High Performance

ONES-RS

Enterprise NLP engine for sentiment analysis, semantic similarity, domain detection, and taxonomy classification. 10-100x faster than pure Python.

GitHub

What is ONES-RS?

ONES stands for Oyemi-Negated Expansion Similarity - a sophisticated algorithm combining semantic expansion, negation handling, and domain-specific analysis. Built in Rust with Python bindings for maximum performance.

60,000+ Texts/Sec

Native Rust performance with SIMD optimization. Process massive datasets in seconds.

~0.1ms Latency

Sub-millisecond per operation.
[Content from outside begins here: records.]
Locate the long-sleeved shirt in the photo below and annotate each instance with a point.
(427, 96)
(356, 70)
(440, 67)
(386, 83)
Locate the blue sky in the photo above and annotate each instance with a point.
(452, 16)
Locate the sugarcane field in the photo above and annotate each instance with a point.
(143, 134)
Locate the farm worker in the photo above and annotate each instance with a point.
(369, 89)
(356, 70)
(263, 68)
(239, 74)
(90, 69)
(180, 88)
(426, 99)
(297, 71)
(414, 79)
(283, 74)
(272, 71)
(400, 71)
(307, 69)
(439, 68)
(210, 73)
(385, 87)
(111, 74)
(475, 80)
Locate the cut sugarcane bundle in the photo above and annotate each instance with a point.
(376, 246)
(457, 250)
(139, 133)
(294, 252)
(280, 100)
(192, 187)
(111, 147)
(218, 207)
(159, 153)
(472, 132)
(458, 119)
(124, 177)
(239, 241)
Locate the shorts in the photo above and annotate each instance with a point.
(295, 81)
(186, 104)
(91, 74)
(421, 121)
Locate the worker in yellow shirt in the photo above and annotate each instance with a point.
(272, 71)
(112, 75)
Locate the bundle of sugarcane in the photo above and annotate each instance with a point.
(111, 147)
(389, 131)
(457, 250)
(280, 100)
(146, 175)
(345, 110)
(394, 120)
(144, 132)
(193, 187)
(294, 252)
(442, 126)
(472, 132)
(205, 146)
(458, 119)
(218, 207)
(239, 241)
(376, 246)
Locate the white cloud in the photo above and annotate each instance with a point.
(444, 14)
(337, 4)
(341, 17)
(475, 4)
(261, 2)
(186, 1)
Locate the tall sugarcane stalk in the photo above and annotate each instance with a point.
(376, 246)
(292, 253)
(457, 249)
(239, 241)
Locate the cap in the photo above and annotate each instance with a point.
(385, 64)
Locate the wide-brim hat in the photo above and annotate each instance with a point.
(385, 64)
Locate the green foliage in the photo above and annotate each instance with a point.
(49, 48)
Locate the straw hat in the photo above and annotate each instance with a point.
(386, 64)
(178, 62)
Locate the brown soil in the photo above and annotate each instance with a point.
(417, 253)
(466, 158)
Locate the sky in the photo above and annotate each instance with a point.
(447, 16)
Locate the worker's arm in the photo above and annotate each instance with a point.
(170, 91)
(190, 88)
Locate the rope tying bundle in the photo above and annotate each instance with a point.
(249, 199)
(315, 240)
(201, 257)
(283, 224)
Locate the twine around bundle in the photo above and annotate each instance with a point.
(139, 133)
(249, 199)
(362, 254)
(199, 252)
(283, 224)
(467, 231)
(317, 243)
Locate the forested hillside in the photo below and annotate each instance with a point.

Perfect for real-time applications and APIs.

6 Domain Lexicons

Finance, Legal, Cybersecurity, HR, Healthcare, and AFINN built-in with auto-detection.

501 Taxonomy Phrases

Enterprise complaint taxonomy across 24 industry verticals with sentiment weights.

Installation

ONES-RS is distributed via our private PyPI server with pre-built wheels for all major platforms.

pip install ones-rs \
    --index-url https://pypi.grandnasser.com/simple/ \
    --trusted-host pypi.grandnasser.com

Supported Platforms

Platform	Architecture	Python Versions
Linux	x86_64	3.9, 3.10, 3.11, 3.12
Windows	x64	3.9, 3.10, 3.11, 3.12
macOS	Intel (x86_64)	3.10, 3.11, 3.12
macOS	Apple Silicon (ARM64)	3.10, 3.11, 3.12

Quick Start

from ones_rs import OnesEngine

# Initialize the engine
engine = OnesEngine()

# Load a lexicon (JSON format with word -> valence mappings)
engine.load_lexicon("path/to/lexicon.json")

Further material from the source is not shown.